On October 9 Dianne, myself and a friend of ours attended a matinee performance of George Batson's play "Design for Murder" at South City Theatre in Pelham. Back in the winter Dianne and I had seen their production of Agatha Christie's "The Mousetrap", and we thoroughly enjoyed both of these performances.
South City Theatre has mounted over 150 adult and children's productions since its founding around 2000. In 2015 the non-profit company moved to its current location in Pelham. The venue is small but intimate, and it's nice to have live theater so close to home.
Below are some photos and more information related to the most recent production we saw and to the play itself.
These two photos show the set for "Design for Murder".
"Design for Murder" is licensed by the Samuel French Company. Below are a couple of quotes from reviews of earlier productions and the plot summary on the company's web site. Written in 1960, the play is set in the 1930's. Batson seems to have written a number of comedies and light-hearted mystery plays over several decades. Tallulah Bankhead also toured in Batson's final production, "House on the Rocks", according to his obituary in the New York Times.
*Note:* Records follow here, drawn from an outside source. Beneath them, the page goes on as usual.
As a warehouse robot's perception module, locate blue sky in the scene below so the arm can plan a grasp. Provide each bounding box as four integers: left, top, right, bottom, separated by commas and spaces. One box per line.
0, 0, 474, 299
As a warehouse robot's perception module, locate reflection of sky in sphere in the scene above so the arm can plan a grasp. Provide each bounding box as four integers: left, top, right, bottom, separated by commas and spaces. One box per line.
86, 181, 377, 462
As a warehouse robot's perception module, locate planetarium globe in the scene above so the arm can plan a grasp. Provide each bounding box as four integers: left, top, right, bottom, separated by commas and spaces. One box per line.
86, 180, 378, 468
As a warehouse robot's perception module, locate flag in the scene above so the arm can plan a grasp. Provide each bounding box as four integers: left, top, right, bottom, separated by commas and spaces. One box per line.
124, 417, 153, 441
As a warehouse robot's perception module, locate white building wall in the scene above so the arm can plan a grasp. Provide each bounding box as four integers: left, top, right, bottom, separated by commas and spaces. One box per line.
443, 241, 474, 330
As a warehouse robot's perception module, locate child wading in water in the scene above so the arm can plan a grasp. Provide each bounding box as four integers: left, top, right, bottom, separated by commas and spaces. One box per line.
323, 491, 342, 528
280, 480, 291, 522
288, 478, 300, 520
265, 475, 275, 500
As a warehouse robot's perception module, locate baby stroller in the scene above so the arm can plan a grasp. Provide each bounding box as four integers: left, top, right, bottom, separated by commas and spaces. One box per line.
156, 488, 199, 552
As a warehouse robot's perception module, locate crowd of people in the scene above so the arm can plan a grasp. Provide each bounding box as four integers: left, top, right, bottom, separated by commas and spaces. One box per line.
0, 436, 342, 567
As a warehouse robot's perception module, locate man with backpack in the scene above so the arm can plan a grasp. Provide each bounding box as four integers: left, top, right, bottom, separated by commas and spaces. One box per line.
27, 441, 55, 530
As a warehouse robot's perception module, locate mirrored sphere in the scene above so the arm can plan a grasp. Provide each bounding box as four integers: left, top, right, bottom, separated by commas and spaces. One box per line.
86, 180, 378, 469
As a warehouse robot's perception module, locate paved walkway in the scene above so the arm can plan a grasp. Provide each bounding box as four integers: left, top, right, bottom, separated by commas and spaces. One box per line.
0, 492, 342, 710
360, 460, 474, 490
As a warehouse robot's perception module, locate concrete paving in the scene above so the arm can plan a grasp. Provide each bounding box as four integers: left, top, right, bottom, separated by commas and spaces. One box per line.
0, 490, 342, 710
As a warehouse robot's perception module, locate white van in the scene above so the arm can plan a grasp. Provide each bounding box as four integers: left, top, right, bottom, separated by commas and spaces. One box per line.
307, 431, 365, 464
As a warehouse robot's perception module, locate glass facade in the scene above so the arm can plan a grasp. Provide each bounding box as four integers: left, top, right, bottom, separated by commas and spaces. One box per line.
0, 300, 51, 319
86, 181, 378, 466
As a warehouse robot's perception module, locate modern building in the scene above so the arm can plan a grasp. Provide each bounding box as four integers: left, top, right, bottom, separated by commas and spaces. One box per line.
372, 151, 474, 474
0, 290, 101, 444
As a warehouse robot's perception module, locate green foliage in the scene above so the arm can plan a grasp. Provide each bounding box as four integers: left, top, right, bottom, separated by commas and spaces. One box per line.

"A swell chiller. A couple of juicy killings and the identify of the culprit well concealed." - New York Mirror
"Tallulah Bankhead toured in this exciting play. The story concerns Celia Granger, her son David and her efforts to maintain the traditions attached to her family and home, a magnificent old mansion on the Hudson River. Suddenly a young maid is killed and Celia finds herself living in a violent present. The detective on the case, a rugged self made man, is revealed to have admired Celia and brings a touch of romance to her life. When the chauffeur who had stumbled upon information linking David and the slain girl is also brutally murdered suspicion falls on every member of the cast. The climax finds Celia alone in the house and the murderer ready to strike again. Comedy is supplied by two women friends who also figure among the suspects."